There are sites whose DOM and contents are generated dynamically when the page loads. (Angularjs-based sites are notorious for this)
What approach do you use? I tried both phantomjs and jsdom but it seems I am unable get the page to execute its javascript before I scrape.
Here's a simple jsdom example (not angularjs-based but still dynamically generated)
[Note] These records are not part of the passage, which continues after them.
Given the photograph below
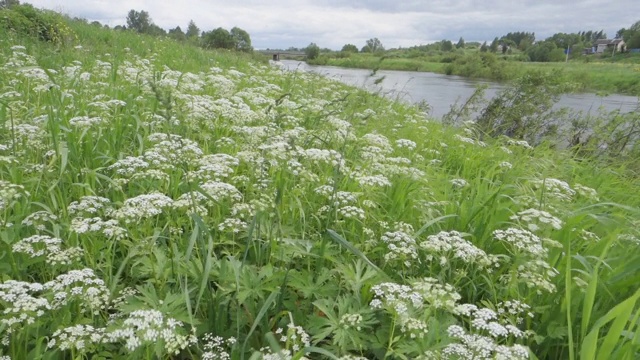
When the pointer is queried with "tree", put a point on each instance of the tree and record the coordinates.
(8, 3)
(177, 34)
(139, 21)
(630, 36)
(312, 51)
(446, 45)
(349, 48)
(192, 30)
(242, 39)
(494, 45)
(218, 39)
(155, 30)
(634, 41)
(373, 46)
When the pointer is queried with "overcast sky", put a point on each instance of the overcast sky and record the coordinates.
(333, 23)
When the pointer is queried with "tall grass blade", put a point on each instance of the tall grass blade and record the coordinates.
(620, 316)
(342, 241)
(263, 310)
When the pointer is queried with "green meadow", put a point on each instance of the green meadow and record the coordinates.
(161, 201)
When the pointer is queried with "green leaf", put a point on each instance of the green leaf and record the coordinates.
(263, 310)
(340, 240)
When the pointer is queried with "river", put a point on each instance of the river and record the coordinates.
(441, 91)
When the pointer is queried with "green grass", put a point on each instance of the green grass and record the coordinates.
(156, 196)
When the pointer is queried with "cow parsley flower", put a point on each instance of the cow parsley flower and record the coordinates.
(536, 219)
(143, 206)
(148, 328)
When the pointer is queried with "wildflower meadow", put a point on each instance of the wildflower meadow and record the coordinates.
(161, 201)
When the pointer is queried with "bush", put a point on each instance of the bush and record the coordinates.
(25, 20)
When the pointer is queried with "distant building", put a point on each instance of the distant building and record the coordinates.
(608, 45)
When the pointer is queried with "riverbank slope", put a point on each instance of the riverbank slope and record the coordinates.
(160, 201)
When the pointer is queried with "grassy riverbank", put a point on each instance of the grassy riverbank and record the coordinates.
(603, 75)
(159, 201)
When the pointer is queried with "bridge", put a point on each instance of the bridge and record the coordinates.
(276, 55)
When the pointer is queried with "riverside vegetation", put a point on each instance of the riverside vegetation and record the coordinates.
(161, 201)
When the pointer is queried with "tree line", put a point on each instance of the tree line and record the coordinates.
(557, 47)
(220, 38)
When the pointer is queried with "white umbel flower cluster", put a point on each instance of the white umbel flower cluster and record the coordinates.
(148, 327)
(143, 206)
(446, 246)
(401, 247)
(537, 219)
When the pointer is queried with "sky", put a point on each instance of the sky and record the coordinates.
(397, 23)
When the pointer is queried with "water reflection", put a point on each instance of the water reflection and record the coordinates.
(442, 91)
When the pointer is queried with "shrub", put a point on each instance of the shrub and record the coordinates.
(25, 20)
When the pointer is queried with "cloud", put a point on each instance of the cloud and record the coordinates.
(333, 23)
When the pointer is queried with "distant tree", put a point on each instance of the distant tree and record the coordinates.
(545, 51)
(634, 41)
(139, 21)
(8, 3)
(192, 30)
(349, 48)
(156, 30)
(520, 39)
(242, 39)
(494, 45)
(177, 34)
(312, 51)
(373, 46)
(446, 45)
(219, 39)
(630, 36)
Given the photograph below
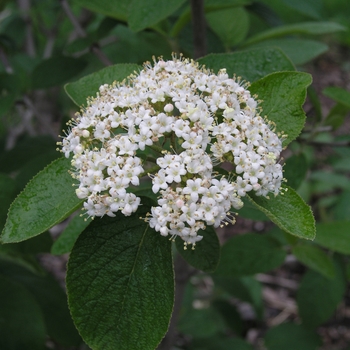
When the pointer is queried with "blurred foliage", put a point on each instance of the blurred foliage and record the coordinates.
(42, 50)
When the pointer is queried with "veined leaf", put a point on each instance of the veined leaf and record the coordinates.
(89, 85)
(120, 283)
(283, 95)
(47, 200)
(289, 212)
(251, 65)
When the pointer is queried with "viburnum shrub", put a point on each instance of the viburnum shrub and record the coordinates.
(176, 148)
(189, 122)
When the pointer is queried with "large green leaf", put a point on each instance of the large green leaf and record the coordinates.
(56, 70)
(51, 299)
(120, 283)
(47, 199)
(315, 258)
(295, 170)
(89, 85)
(334, 236)
(291, 336)
(251, 65)
(231, 25)
(207, 253)
(283, 95)
(319, 296)
(143, 14)
(67, 238)
(22, 324)
(300, 51)
(249, 254)
(289, 212)
(7, 194)
(315, 28)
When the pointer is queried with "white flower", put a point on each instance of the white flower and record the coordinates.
(183, 121)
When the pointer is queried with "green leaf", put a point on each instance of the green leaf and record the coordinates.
(201, 323)
(56, 71)
(69, 235)
(338, 94)
(342, 208)
(337, 115)
(295, 170)
(334, 236)
(22, 325)
(283, 95)
(120, 283)
(220, 342)
(219, 4)
(144, 14)
(25, 151)
(207, 253)
(249, 254)
(325, 181)
(51, 299)
(319, 296)
(249, 211)
(315, 28)
(251, 65)
(117, 9)
(300, 51)
(47, 199)
(137, 47)
(231, 316)
(246, 289)
(289, 212)
(32, 167)
(315, 259)
(7, 194)
(89, 85)
(290, 336)
(231, 25)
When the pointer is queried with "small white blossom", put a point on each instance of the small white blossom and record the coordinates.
(183, 121)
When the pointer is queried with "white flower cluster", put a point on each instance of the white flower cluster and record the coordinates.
(183, 121)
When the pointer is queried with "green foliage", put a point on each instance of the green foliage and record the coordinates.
(56, 71)
(69, 235)
(236, 31)
(249, 254)
(283, 210)
(283, 95)
(120, 280)
(298, 28)
(120, 283)
(314, 258)
(207, 254)
(37, 304)
(251, 65)
(49, 198)
(290, 336)
(24, 325)
(334, 236)
(89, 85)
(318, 297)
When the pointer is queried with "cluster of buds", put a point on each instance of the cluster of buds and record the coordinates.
(175, 123)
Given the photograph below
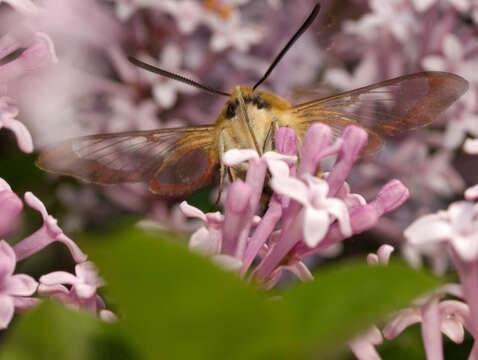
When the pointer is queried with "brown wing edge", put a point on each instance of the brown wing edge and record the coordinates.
(58, 158)
(452, 86)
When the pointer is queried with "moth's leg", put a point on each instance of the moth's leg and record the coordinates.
(222, 173)
(243, 110)
(269, 143)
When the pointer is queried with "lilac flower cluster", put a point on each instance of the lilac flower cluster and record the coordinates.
(393, 38)
(305, 214)
(17, 291)
(90, 87)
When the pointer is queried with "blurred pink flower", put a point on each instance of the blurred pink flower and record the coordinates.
(10, 207)
(84, 285)
(232, 32)
(26, 7)
(298, 197)
(165, 91)
(448, 317)
(381, 257)
(47, 234)
(363, 345)
(14, 289)
(319, 211)
(458, 225)
(8, 112)
(39, 53)
(390, 16)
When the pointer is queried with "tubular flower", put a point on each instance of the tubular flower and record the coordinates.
(305, 213)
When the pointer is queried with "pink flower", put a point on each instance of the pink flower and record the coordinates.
(449, 317)
(471, 146)
(381, 257)
(391, 16)
(231, 32)
(319, 211)
(165, 91)
(47, 234)
(10, 207)
(8, 113)
(83, 286)
(458, 226)
(363, 345)
(26, 7)
(39, 53)
(14, 289)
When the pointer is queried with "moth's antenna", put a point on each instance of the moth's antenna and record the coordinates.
(291, 42)
(173, 76)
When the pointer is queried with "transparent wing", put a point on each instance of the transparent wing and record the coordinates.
(387, 108)
(127, 157)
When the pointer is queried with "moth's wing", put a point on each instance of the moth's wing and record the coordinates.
(138, 156)
(387, 108)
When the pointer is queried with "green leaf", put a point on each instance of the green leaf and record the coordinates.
(178, 305)
(50, 332)
(346, 298)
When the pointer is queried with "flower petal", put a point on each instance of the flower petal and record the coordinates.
(404, 319)
(202, 243)
(428, 228)
(85, 291)
(339, 210)
(24, 139)
(7, 308)
(7, 260)
(235, 156)
(59, 277)
(228, 263)
(316, 225)
(192, 211)
(453, 329)
(20, 285)
(290, 187)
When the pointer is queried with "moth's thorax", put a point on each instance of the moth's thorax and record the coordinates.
(262, 109)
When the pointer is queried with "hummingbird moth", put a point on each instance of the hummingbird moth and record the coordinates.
(178, 161)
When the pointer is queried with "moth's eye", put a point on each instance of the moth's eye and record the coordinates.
(231, 110)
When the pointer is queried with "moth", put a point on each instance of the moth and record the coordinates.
(178, 161)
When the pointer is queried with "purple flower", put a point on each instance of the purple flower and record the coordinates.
(84, 285)
(363, 345)
(15, 290)
(10, 207)
(47, 234)
(448, 316)
(39, 54)
(305, 214)
(318, 211)
(381, 257)
(458, 226)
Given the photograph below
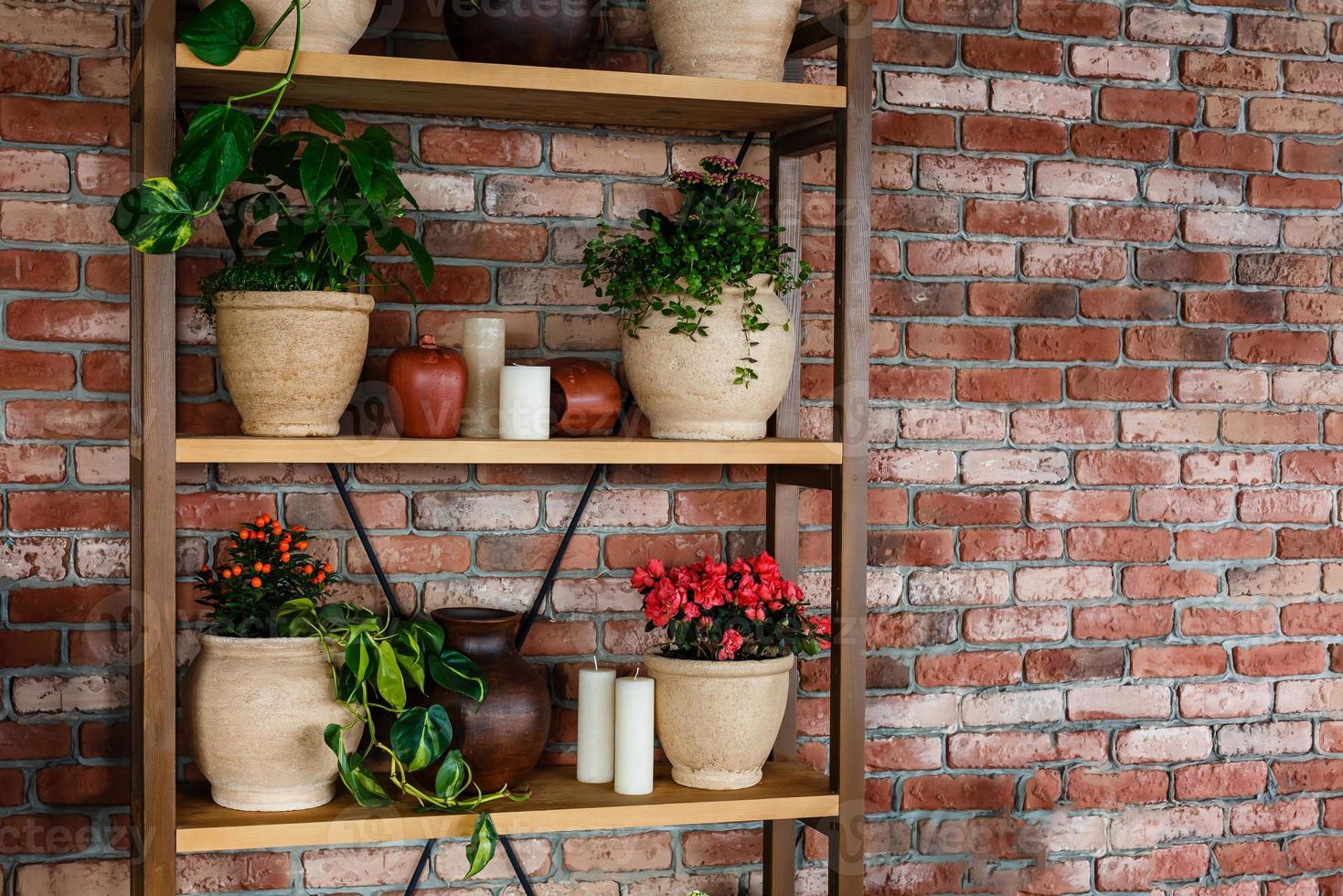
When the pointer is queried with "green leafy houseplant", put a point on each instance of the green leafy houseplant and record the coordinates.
(331, 197)
(677, 268)
(269, 586)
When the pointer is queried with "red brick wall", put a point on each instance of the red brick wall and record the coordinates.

var env = require('jsdom').env;
exports.scrape = function(link, callback) {
  var config = {
    url: link,
    headers: { 
        'User-Agent': 'Mozilla/5.0 (Windows NT 6.1; WOW64) AppleWebKit/537.36 (KHTML, like Gecko) Chrome/27.0.1453.110 Safari/537.36'
      },
    done: jsdomDone
  };
  env(config);
}
function jsdomDone(err, window) {
  var info = null;
  if(err) {
    console.error(err);
  } else {
    var $ = require('jquery')(window);
    console.log($('.profilePic').attr('src'));
  }
}
exports.scrape('https://www.facebook.com/elcompanies');
I tried phantomjs with moderate success.
var page = new WebPage()
var fs = require('fs');
page.onLoadFinished = function() {
  console.log("page load finished");
  window.setTimeout(function() {
    page.render('export.png');
    fs.write('1.html', page.content, 'w');
    phantom.exit();
  }, 10000);
};
page.open("https://www.facebook.com/elcompanies", function() {
  page.evaluate(function() {
  });
});
Here I wait for the onLoadFinished event and even put a 10-second timer. The interesting thing is that while my export.png image capture of the page shows a fully rendered page, my 1.html doesn't show the .profilePic class element in its rightful place. It seems to be sitting in some javascript code, surrounded by some kind of "require("TimeSlice").guard(function() {bigPipe.onPageletArrive({..." block
If you can provide me a working example that scrapes the image off this page, that'd be helpful.